Friedman's conceptual intrigues should not distract attention from the considerable visual gratifications that his works offer, however. One particularly compelling piece, for example, was made by gluing end to end hundreds of short segments of ordinary pencils. Because the segments are cut at 45-degree angles--mitered, basically--the line of joined pencil stubs turns continuously around its own starting point, eventuating in an 11-by-14-inch ovoid mass that occupies the floor with deadpan, minimalistic self-possession. The piece puns on the idea of a pencil-made line, and the generic pencil color and shape add a Pop dimension. What captivates, though, is how orange-yellow facets and angular joints create a squirming, imploded crystalline field.

Frequently, as the foregoing suggests, dense accumulation of marks or things accounts for the visual attraction of Friedman's work. So, too, does the scrupulous, long-term, hands-on care with which the artist carries out the improbable tasks he assigns himself. Its labor-intensiveness distinguishes Friedman's work from that of Richard Tuttle, to whom he has been compared, or from newer forms of deliberately low-energy slacker art. He has been linked to Bruce Nauman, too, because of his conceptual restlessness and refusal of signature style, but Friedman's earnest craftsmanship makes him a closer relative of Ed Ruscha.

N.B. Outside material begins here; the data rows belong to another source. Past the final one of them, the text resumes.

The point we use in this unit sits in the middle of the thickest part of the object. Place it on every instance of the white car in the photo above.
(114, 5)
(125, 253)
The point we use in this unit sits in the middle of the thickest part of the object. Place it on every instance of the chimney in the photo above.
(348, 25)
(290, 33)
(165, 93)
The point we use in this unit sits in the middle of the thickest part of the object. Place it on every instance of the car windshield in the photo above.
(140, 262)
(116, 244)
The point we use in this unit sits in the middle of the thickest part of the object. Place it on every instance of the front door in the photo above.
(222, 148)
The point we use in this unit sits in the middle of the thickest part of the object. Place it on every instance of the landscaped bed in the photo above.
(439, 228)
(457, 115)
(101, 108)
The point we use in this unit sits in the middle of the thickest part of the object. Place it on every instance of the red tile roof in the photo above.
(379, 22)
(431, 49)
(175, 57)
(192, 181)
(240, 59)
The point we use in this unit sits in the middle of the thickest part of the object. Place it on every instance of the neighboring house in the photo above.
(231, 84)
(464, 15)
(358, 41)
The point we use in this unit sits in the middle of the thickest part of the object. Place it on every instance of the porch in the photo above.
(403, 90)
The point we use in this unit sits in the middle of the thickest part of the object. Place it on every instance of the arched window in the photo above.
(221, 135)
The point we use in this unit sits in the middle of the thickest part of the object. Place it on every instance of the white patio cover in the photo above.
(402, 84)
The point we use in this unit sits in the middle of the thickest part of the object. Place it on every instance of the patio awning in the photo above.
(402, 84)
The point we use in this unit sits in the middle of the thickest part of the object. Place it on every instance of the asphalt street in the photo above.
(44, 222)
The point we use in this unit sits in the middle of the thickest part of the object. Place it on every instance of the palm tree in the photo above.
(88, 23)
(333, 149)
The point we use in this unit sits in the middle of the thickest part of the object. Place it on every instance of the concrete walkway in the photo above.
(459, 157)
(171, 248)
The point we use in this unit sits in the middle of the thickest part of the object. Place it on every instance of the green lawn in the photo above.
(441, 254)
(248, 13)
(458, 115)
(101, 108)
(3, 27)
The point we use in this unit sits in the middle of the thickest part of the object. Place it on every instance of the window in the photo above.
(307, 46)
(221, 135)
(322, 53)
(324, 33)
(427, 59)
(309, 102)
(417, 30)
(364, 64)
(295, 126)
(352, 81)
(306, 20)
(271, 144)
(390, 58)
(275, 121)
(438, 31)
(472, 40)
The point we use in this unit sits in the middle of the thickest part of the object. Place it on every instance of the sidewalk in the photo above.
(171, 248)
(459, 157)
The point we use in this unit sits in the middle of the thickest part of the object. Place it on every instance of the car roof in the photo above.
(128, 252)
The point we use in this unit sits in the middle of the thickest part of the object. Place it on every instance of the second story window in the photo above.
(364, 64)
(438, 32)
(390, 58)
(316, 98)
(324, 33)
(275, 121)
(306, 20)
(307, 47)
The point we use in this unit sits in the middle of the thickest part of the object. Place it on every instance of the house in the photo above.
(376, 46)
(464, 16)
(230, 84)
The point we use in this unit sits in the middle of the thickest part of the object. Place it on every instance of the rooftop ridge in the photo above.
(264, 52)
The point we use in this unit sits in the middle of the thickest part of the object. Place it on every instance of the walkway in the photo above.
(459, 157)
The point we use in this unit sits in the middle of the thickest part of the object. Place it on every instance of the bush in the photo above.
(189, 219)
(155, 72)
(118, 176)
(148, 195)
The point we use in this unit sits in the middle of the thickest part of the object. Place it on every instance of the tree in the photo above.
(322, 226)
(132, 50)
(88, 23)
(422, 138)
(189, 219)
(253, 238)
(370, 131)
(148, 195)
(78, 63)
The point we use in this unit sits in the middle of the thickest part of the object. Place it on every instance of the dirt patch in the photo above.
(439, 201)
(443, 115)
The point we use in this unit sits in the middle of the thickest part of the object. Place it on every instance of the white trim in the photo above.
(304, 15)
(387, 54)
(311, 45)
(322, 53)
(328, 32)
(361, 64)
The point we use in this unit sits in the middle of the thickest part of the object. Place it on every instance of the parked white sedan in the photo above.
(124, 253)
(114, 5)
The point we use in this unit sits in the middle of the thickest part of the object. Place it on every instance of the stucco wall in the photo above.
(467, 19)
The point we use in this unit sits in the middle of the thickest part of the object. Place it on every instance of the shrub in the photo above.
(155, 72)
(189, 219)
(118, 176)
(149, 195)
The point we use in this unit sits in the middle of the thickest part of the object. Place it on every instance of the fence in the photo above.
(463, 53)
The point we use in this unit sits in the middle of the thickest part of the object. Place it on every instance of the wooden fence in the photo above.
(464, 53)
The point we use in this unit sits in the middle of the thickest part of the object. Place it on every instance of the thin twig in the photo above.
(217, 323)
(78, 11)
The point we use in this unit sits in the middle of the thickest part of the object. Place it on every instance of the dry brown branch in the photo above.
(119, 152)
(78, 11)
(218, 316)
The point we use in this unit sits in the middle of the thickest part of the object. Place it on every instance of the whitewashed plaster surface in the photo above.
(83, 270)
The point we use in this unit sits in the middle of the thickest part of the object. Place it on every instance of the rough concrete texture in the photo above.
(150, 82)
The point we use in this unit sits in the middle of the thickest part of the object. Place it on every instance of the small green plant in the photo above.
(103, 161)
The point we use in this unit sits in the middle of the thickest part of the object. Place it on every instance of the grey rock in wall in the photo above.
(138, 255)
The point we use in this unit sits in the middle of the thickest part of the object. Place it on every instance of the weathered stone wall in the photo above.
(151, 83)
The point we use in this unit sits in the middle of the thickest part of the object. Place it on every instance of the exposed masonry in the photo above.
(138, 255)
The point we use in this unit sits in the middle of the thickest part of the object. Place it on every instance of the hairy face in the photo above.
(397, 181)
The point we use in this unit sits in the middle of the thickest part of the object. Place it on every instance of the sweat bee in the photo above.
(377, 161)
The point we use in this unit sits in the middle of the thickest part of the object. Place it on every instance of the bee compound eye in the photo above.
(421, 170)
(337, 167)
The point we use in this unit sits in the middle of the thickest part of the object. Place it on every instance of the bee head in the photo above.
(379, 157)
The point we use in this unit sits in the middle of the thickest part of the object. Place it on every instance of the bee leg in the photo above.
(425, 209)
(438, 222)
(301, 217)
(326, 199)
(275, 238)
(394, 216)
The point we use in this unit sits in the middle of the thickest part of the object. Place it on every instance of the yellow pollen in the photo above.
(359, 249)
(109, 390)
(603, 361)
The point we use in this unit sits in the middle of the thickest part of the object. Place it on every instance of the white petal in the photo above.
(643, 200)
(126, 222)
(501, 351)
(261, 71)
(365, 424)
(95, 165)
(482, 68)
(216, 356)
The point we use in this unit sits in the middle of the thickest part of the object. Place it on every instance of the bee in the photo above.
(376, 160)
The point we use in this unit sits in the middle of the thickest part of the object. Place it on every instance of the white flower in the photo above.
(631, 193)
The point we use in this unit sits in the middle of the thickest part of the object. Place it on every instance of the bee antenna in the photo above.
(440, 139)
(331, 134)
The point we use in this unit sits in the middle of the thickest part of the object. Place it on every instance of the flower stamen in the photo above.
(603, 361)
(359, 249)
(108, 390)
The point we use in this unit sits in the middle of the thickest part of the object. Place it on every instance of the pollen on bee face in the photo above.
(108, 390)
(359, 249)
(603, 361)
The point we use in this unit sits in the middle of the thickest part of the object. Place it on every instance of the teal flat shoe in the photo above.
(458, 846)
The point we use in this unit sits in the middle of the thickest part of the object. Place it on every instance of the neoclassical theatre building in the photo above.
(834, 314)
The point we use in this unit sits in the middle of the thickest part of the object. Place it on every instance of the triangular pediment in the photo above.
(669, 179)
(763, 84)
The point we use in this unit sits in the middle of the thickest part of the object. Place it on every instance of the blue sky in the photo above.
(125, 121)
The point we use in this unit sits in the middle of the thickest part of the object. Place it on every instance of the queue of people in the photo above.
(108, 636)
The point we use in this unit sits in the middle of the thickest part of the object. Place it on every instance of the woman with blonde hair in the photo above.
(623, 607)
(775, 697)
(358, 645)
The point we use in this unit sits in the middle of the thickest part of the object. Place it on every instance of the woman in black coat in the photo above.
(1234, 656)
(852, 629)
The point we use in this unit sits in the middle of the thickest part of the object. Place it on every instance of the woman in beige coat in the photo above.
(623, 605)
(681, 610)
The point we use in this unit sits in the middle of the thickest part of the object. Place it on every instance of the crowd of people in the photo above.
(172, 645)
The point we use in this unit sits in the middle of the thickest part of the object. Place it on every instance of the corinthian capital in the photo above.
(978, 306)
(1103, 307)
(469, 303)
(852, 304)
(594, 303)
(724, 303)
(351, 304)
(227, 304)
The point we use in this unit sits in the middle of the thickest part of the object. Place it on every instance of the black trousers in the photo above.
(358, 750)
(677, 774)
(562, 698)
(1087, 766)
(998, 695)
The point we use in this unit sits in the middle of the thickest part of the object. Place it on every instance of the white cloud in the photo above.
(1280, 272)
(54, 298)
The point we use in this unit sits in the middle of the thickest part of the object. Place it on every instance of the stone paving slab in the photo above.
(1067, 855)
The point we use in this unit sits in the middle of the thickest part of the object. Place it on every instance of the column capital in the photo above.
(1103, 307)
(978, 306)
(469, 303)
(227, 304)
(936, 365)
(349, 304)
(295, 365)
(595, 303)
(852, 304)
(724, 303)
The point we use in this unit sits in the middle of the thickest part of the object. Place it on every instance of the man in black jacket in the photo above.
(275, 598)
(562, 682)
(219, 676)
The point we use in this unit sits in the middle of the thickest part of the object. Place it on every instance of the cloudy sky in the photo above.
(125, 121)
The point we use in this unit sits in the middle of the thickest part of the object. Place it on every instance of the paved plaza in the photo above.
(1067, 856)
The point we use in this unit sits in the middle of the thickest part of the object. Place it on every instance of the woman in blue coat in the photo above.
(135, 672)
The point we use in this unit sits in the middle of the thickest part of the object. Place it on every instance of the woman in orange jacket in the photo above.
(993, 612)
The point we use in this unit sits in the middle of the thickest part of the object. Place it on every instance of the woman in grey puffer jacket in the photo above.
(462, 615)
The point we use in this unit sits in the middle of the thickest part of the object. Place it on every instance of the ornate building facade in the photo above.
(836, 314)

Finally, but not least in its visual impact, there is Friedman's canny way with scale. Though his works tend to the diminutive, they hinge not so much on smallness per se as on the relationship between the little and the big. His play with scale involves, on the one hand, the concentration of a large quantity of things--lines, toothpicks, pencil segments, etc.--into a small area and/or, on the other hand, the isolation of something tiny within a comparatively vast space. A humble pharmaceutical capsule assumes a poignant, comic presence when stranded on the expansive plane of a relatively grandiose white pedestal. That presence is vivified when, on closer inspection, you find the capsule filled with myriad minute, variously colored balls, each individually rolled from Play-Doh by the artist. Friedman's propensity to work small bespeaks ironic skepticism about the requisite bigness of the major modernist art work. (Joel Shapiro's little-houses-on-the-prairies-of-gallery-floors, ca. 1975, come to mind.) It also serves to heighten and focus perception; you look closely and attentively to make sure you're not missing anything, and you are rewarded by otherwise unnoticeable discoveries. The elevated awareness thus precipitated induces a subtle intoxication.